MELANIA, THE MOVIE: THE REVIEWS ARE IN!!!!!!!!!!!

“MELANIA IS THE WORST MOVIE i’VE EVER SEEN”
https://www.buzzfeed.com/natashajokic1/melania-movie-review
Last night, I left an empty chickpea can on my counter. When I came back 30 minutes later, small, black bugs had swarmed the tin and were crawling over my sink. I would rather relive that moment a hundred times over than have to watch another minute of the movie Melania.
To say that Melania is a hagiography would be an insult to hagiographies. This is a film that fawns so lavishly over its subject that you feel downright unpatriotic not gushing over it.

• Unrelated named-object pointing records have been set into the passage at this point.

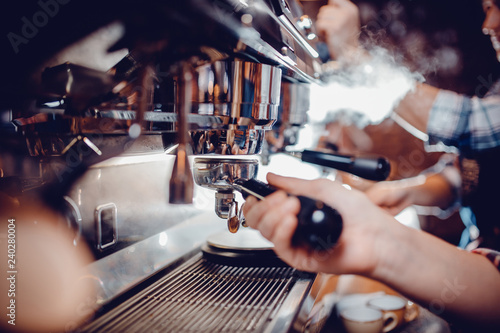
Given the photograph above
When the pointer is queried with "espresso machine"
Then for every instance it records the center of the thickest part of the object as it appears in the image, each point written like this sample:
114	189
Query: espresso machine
142	161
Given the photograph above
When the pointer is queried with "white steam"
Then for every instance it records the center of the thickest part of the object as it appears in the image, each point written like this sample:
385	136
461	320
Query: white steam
370	89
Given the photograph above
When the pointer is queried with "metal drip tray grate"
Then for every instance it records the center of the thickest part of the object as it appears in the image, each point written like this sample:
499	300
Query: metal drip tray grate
201	296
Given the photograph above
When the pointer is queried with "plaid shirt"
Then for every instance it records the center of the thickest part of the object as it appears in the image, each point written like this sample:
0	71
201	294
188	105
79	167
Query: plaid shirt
471	124
492	255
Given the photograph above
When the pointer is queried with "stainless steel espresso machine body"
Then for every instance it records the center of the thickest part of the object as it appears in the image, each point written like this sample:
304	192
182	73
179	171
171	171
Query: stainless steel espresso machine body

Fittingly, it was directed by Brett Ratner, whose feature film career was derailed in 2017 after numerous sexual assault allegations that he has denied. But like many unsavory people associated with Donald Trump, he’s apparently received a pardon.
https://www.theatlantic.com/culture/2026/01/melania-trump-documentary-review/685829/
Melania the book wasn’t an autobiography so much as a highly priced brochure. Melania the movie isn’t a documentary; it’s a protection racket. It’s a reminder that the richest people in the world are investing in entertainment brands not because they care about art but because the public does, and because all of these vanity projects and capitulations are a way to consolidate their own power and fortune. It is galling to think about Jeff Bezos (whose wife is a former TV news anchor) deciding to invest so much money apparently to buy the president’s good graces while reportedly preparing to cut hundreds of jobs at The Washington Post. (Amazon reps have insisted that the company invested so heavily in the movie purely “because we think customers are going to love it.”) It is also galling—to me at least—that Apple CEO Tim Cook attended the premiere of Melania this week while the Trump administration’s militarized forces are killing Americans and detaining preschoolers. Melania Trump really doesn’t seem to care about the optics of launching her $75 million show reel while the country is in such profound crisis—that much she has always made clear. But most Americans do. And the particular details of the past week—the demonstrations and the tear gas in Minneapolis, the Melania ads covering the Sphere, the themed macarons at the White House, the scurrying-away of many who were professionally involved with this documentary—should be remembered long after the film itself is forgotten.